L’Assemblée nationale française vient de voter à l’unanimité la suppression du mot «race» tel qu’il figure dans l’article 1 de la Constitution. Désormais, cet article est rédigé ainsi : La France «assure l’égalité devant la loi de tous les citoyens sans distinction de sexe, d’origine ou de religion». Avant, il était notifié ainsi: «sans distinction d’origine, de race ou de religion». Le mot avait été ajouté à cet article en 1946 dans le but justement de lutter contre le racisme. Ce fut une erreur, une mauvaise évaluation de ce dont l’homme est capable.
Cette rectification est révolutionnaire. Les députés de l’extrême droite n’ont pas participé au vote. Normal. Ils croient fermement à l’existence de plusieurs races en considérant que celle dite «blanche» serait supérieure à celle présumée noire ou jaune.
C’est l’argument basique du racisme. Evidemment, ce n’est pas en supprimant le mot qu’on fait disparaître le racisme. Mais on coupe l’herbe sous les pieds de ceux qui ont transformé les différences inhérentes à l’humanité en inégalités. Ainsi la nature a fait des hommes différents mais semblables. L’homme a fait de cet aspect la source des inégalités qu’il justifie par les apparences comme la couleur de la peau, la taille ou la corpulence du corps.
La lutte contre le racisme commence par l’assainissement du langage. Les premières manifestations racistes sont d’ordre langagier. On désigne par des mots blessants ceux qu’on méprise parce qu’ils sont différents. Il est aussi intéressant que l’article 1 comporte «sans distinction de sexe». Ainsi, l’humiliation est dans l’insulte: «nègre» pour «noir», «melon, bougnoule ou bicot» pour «Arabe», «youpin» pour «juif», «rital» pour «italien», etc.
Il y a le mot et la façon de le dire. Le principal c’est de discriminer l’autre, parce qu’il est étranger, venant d’une autre culture, ayant d’autres coutumes et se comportant de manière nouvelle jugée étrange, donc à rejeter, à mépriser, à exclure de la sphère à laquelle appartient celui qui se considère comme supérieur alors qu’il n’y a aucun fondement à ce sentiment et à cette façon d’agir et de vivre.
Les deux groupes humains ayant le plus souffert du racisme dans l’histoire sont les peuples noirs victimes durant des siècles d’esclavage horrible, (le système de l’apartheid aux Etats-Unis et en Afrique du Sud, n’a été aboli que très tardivement) et les juifs qui ont été exterminés par le nazisme durant la Seconde Guerre mondiale.

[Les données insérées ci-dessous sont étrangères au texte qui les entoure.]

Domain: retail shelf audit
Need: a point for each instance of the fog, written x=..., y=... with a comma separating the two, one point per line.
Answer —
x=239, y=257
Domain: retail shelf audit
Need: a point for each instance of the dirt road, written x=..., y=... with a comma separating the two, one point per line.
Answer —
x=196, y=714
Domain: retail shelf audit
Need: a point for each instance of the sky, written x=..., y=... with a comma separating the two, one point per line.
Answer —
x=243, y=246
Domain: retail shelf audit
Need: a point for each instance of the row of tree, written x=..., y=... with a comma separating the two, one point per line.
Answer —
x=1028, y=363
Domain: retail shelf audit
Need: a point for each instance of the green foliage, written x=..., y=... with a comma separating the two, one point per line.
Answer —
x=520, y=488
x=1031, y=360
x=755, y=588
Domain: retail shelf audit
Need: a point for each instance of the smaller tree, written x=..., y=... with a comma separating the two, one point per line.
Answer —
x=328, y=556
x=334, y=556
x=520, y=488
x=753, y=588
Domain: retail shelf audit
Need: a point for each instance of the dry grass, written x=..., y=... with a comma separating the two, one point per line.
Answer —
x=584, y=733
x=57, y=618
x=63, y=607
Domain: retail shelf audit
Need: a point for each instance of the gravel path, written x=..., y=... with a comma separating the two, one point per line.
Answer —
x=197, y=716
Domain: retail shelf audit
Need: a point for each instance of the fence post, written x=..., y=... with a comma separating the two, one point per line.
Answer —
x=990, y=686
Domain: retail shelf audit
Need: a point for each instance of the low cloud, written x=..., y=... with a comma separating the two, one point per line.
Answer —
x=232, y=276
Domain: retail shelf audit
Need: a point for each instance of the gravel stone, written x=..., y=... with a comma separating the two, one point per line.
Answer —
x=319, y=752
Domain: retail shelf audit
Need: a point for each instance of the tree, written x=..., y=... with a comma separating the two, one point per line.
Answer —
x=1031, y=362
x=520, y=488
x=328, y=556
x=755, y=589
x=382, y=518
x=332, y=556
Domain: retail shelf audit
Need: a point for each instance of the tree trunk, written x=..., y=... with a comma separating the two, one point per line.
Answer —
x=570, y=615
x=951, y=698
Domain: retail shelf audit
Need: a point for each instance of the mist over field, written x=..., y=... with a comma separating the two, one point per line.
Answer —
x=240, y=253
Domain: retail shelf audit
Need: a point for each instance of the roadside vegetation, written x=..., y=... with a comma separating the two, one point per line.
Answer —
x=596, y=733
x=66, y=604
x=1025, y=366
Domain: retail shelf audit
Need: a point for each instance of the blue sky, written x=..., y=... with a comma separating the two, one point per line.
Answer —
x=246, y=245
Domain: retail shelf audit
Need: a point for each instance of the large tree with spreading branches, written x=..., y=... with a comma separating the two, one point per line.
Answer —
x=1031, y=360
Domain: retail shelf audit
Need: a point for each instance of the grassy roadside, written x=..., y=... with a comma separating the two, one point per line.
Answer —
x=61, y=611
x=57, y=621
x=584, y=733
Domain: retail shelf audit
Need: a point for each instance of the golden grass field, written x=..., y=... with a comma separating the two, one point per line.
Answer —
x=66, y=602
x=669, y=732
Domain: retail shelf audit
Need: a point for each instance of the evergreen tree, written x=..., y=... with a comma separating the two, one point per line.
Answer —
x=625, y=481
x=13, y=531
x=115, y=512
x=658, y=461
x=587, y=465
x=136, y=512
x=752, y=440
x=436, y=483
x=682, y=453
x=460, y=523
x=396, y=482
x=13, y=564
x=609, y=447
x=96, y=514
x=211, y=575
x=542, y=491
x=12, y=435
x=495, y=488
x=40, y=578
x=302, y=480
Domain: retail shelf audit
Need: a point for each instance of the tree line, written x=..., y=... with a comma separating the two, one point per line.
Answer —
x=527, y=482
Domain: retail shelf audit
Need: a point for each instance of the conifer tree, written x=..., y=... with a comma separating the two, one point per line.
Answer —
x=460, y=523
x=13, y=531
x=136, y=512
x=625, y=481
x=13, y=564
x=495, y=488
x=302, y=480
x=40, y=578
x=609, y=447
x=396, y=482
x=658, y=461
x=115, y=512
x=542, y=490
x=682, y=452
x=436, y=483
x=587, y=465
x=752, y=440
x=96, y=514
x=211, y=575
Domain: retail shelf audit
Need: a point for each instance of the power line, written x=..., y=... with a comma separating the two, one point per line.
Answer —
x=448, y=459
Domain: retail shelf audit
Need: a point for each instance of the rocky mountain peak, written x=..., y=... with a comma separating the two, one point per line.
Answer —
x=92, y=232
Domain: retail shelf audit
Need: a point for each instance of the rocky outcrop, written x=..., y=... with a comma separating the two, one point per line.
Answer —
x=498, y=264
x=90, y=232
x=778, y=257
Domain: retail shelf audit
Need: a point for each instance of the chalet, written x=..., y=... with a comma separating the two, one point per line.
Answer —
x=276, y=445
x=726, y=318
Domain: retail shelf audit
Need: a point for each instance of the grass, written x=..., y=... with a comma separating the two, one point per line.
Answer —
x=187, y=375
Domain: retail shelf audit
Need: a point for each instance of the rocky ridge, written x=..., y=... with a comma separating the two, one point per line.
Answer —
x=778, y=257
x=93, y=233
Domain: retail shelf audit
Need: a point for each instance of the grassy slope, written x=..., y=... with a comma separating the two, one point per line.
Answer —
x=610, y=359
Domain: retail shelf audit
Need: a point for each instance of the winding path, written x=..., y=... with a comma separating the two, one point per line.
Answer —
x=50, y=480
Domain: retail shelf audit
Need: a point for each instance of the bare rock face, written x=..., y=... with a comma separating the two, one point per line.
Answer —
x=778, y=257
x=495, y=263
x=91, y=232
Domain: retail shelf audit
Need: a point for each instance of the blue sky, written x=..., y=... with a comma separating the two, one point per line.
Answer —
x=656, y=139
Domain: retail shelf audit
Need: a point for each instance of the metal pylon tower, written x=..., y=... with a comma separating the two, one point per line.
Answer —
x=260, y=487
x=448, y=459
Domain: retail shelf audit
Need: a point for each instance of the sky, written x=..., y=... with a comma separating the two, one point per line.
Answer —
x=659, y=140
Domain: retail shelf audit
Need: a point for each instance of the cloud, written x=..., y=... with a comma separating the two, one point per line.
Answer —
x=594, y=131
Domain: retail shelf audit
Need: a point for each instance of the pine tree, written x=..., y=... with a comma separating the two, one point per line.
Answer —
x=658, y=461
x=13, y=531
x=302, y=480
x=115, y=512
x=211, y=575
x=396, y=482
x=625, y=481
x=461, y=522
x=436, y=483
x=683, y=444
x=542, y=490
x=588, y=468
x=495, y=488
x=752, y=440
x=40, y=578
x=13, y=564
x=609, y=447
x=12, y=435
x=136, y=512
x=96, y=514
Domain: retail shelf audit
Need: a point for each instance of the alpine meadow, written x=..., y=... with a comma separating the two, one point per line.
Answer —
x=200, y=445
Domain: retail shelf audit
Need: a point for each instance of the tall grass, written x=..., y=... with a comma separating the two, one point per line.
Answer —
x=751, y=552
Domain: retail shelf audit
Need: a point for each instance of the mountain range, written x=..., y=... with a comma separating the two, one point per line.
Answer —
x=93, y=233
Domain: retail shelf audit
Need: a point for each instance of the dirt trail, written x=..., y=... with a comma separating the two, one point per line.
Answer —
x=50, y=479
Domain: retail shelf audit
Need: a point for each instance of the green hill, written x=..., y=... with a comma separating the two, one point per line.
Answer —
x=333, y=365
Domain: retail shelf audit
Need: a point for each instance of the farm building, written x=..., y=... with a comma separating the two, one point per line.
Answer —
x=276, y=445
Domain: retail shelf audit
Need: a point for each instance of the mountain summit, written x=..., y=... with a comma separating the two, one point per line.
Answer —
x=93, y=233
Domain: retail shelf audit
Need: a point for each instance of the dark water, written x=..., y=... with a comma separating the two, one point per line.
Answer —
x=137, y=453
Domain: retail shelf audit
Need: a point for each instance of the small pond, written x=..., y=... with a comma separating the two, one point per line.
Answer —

Le racisme meurtrier a de tout temps marqué les différentes étapes de l’histoire. On a fait la guerre au nom de la supériorité de la religion chrétienne (les croisades), au nom de la supériorité de la «race aryenne» (Hitler), au nom de la purification ethnique (l’ex-Yougoslavie, entre autres).
Aujourd’hui le racisme ne se cache plus. Il s’est décomplexé et s’est banalisé. Des personnes politiques n’hésitent plus à affirmer leur préférence à l’appartenance à la «race blanche», sous-entendu que «la race noire» est forcément inférieure, méprisable, etc. L’ancienne garde des Sceaux, Mme Taubira, a été traitée de «guenon» et d’autres amabilités par des opposants à sa politique. Des supporters italiens d’équipe de football ont jeté des bananes à des joueurs noirs à leur entrée dans le stade. Cela s’est passé l’an dernier. Les insultes ne suffisant pas, on passe à des actes métaphoriques.
Ailleurs on profane des tombes juives ou musulmanes. Une façon d’exprimer son racisme basique en s’attaquant lâchement à des morts.
Ainsi le racisme colle à la peau de l’homme. De tout temps, la dérive raciste a marqué les crises sociales. La lutte contre elle a commencé par le renforcement de l’arsenal juridique. Des lois ont été votées pour punir l’incitation à la haine raciale. Cela n’a jamais intimidé ou découragé les tenants des idéologies racistes.
Comme tout le monde l’a remarqué, l’équipe française qui a remporté le Mondial est composée de joueurs à la peau blanche, à la peau noire, à la peau métissée avec cependant le même sang qui coule dans toutes les veines. Durant le match, l’énergie, la volonté, le talent et la grâce de ces joueurs se moquaient éperdument de la couleur de la peau qui les porte. Parfois le sport, en plus du fait de donner de la joie à un peuple, démontre en toute simplicité combien les préjugés racistes sont stupides et ne correspondent à rien de vrai.